Ces photos sont prises pour Offset.com, un site détenu par Shutterstock où sont vendues des photos haut de gamme. Sur Shutterstock.com, si vous n’êtes pas abonné, deux photos de glaces peuvent valoir environ 29 dollars. Les images sont simples et propres – elles représentent un cône surmonté de boules de glaces aseptisées et des bacs remplis de glaces aux couleurs de l’arc-en-ciel. Sur Offset, un « cône de glace » est souvent présenté en gros plan avec du miel qui dégouline : on a comme l’impression que la photo a quelque chose d’artisanal, de quasi réel. Pour télécharger cette photo en résolution maximale sur Offset, il vous faudra débourser 500 dollars.
Sachs observe le couple sur le canapé pendant qu’Andreas improvise un speech sur leur lieu de vacances fictif en Grèce. Sachs murmure à l’oreille de Lisa Curesky, P-.D.G. de Good Brigade, la société qui produit la séance photo pour Offset. « Je pense qu’on devrait en prendre quelques-unes pendant qu’ils s’embrassent. »
Curesky fait passer le message à sa collègue, Christina. Celle-ci se tourne vers les mannequins et le photographe : « Vous pouvez vous embrasser un peu ? » demande-t-elle. Le couple s’exécute.
« Tu vois, on ne pourrait pas faire ça s’ils n’étaient pas en couple », lance Sachs d’un air approbateur. Harold et Andreas continuent de s’embrasser, probablement avec un peu trop d’enthousiasme pour pouvoir apparaître sur une affiche publicitaire. C’est d’ailleurs là que ces photos risquent de terminer : Harold et Andreas posent pour des stock photos, des images qui seront uploadées sur Internet et vendues, sans royalties, pour être utilisées n’importe où – sur des panneaux publicitaires, des magazines ou des sites web – par quiconque voudrait voir sa marque associée à un charmant couple gay dans un magnifique appartement de TriBeCa.
Jon Oringer a créé Shutterstock en 2003. L’entrepreneur a appris à coder tout seul. Il a photographié lui-même les 30 000 premières images uploadées sur le site. Depuis, Shutterstock emploie 600 personnes, et uploade en moyenne quatre images par seconde dans plus de 150 pays. En 2014, le chiffre d’affaire de Shutterstock a augmenté de 39 % par rapport à l’année précédente, atteignant les 328 millions de dollars.

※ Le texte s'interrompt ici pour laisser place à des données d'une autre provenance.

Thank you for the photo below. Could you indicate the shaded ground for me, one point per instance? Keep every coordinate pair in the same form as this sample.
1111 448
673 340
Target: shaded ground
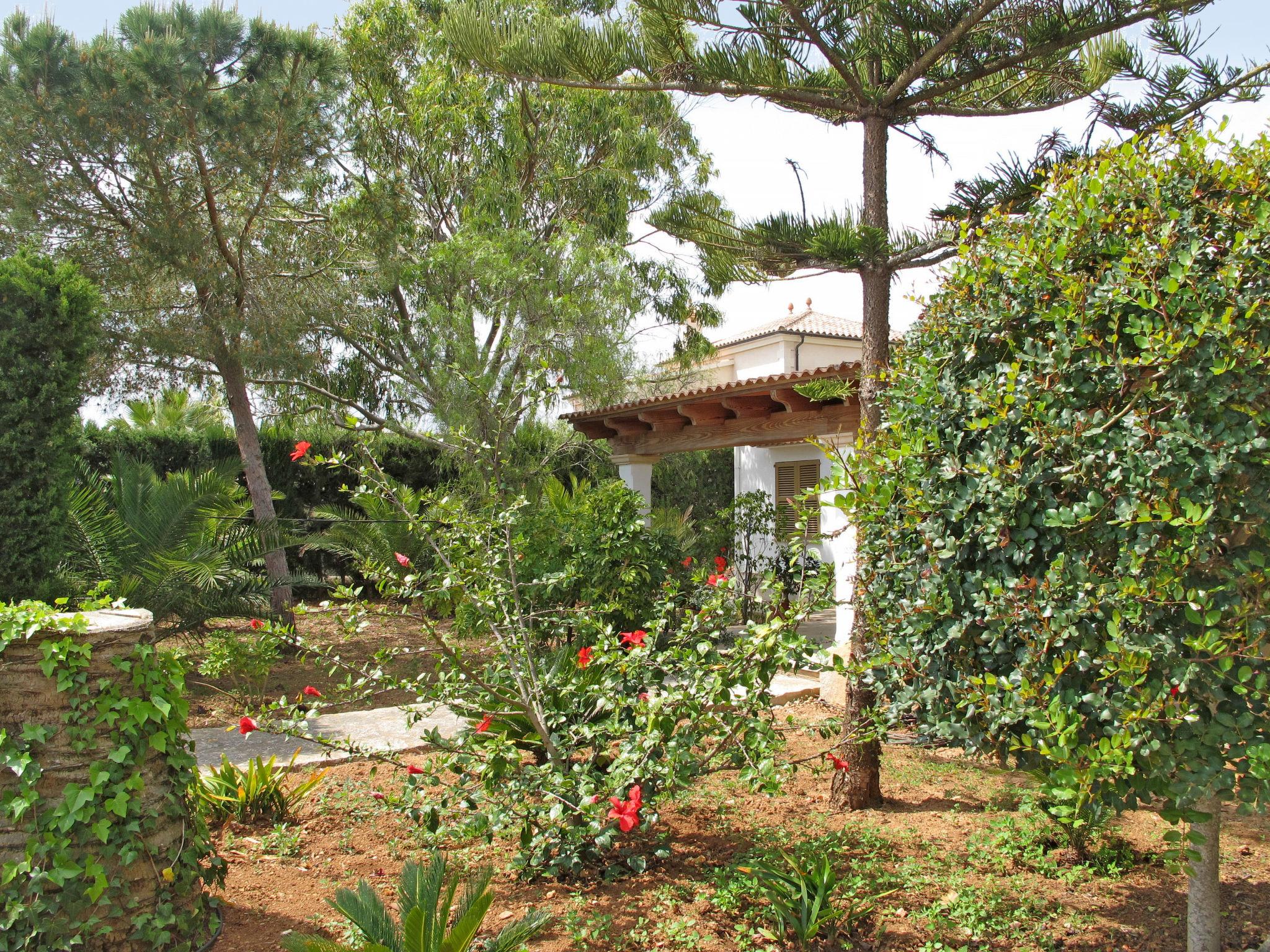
213 702
941 843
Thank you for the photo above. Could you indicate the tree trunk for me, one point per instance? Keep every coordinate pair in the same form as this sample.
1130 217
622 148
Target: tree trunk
1204 888
257 479
860 786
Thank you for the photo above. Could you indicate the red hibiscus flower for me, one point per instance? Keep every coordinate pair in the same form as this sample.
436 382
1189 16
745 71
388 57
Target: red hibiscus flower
634 639
626 811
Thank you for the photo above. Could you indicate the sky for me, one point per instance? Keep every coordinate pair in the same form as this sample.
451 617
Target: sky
751 144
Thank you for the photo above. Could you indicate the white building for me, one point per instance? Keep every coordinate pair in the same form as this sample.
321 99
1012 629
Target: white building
745 398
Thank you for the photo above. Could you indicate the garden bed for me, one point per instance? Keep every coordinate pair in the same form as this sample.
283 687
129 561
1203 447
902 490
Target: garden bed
214 702
963 860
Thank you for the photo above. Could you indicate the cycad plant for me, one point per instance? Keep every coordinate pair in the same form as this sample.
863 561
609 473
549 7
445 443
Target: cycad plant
431 920
182 545
373 531
172 409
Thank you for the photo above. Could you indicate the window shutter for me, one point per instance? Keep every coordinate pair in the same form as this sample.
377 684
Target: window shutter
793 479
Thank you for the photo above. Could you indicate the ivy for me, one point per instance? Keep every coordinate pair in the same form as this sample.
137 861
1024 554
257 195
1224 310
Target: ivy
65 889
1065 519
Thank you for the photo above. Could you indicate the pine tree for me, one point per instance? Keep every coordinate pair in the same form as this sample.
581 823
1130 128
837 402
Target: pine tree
174 161
887 65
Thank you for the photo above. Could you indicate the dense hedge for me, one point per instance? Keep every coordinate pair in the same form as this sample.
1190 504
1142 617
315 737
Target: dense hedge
47 329
301 487
1066 518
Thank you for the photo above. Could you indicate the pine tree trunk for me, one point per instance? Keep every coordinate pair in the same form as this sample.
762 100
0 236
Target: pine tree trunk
860 786
1204 889
257 479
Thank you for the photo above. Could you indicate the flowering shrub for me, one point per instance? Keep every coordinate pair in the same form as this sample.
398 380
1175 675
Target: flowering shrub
579 728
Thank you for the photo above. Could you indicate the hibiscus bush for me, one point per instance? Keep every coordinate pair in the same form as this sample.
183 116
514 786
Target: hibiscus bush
578 728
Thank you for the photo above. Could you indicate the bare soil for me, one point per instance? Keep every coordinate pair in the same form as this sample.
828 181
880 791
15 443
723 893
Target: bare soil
926 843
215 702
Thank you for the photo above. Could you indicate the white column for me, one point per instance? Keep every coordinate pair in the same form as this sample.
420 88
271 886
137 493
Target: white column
637 472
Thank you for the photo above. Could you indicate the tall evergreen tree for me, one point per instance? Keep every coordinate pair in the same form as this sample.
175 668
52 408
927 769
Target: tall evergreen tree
886 65
48 327
177 161
494 221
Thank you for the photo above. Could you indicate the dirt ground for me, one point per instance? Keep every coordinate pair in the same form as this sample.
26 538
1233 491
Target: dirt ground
215 702
939 845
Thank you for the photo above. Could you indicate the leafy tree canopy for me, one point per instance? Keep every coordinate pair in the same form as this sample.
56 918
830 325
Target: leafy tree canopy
494 219
895 63
1065 519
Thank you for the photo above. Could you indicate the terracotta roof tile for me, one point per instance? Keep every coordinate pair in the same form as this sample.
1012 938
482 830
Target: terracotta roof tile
813 323
841 369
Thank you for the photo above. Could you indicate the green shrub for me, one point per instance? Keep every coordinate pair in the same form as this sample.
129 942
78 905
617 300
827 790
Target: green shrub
1066 518
48 325
244 658
431 920
255 794
614 720
182 546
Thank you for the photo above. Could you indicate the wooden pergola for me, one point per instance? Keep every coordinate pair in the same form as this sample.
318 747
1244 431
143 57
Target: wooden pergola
760 412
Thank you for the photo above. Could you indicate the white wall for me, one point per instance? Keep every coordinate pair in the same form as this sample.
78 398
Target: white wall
755 469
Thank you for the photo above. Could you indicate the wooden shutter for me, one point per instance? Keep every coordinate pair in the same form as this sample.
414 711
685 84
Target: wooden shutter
793 480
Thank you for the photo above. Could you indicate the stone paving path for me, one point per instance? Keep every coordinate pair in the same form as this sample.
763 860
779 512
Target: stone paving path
385 729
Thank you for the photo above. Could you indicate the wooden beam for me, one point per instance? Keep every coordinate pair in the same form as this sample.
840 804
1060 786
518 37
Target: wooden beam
593 430
791 400
751 407
629 426
664 419
776 428
708 413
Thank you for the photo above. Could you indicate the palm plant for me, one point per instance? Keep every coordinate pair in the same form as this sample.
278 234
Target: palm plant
180 545
431 919
173 409
374 530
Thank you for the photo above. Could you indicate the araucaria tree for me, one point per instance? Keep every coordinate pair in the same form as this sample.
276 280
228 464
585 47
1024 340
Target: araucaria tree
883 65
493 223
1066 517
175 161
48 325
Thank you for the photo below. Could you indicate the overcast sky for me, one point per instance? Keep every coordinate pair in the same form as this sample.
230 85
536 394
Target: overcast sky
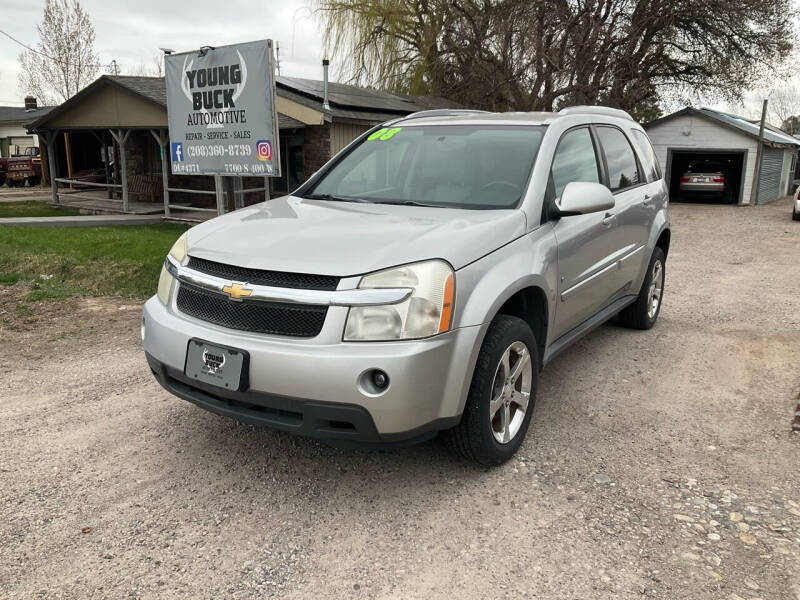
131 32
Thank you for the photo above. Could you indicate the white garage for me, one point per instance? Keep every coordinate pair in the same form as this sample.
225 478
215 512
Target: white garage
697 139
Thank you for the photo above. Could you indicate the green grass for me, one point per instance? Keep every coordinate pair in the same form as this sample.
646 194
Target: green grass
58 262
32 208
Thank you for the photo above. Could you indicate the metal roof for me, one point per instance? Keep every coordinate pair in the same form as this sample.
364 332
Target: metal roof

Le site lui-même est un marché à deux visages : des médias et des compagnies de publicité achètent le droit des images en piochant dans une collection de photos soumises par des photographes intéressés. Les photographes ne touchent qu’un certain pourcentage, lequel augmente à chaque fois qu’une de leurs photos est téléchargée – même si Shutterstock ne possède pas concrètement l’image. Sachs explique que n’importe quel photographe peut postuler afin de devenir contributeur sur le site ; « si sept images sur dix sont acceptées, vous pouvez devenir contributeur pour Shutterstock. » Les photographes gardent un droit d’auteur sur leurs images, mais Shutterstock a la permission de vendre, d’afficher, et d’apposer une licence sur les images sans l’approbation finale des photographes. L’année dernière, la compagnie a dépensé plus de 83 millions de dollars dans la rémunération de ses quelque 80 000 contributeurs.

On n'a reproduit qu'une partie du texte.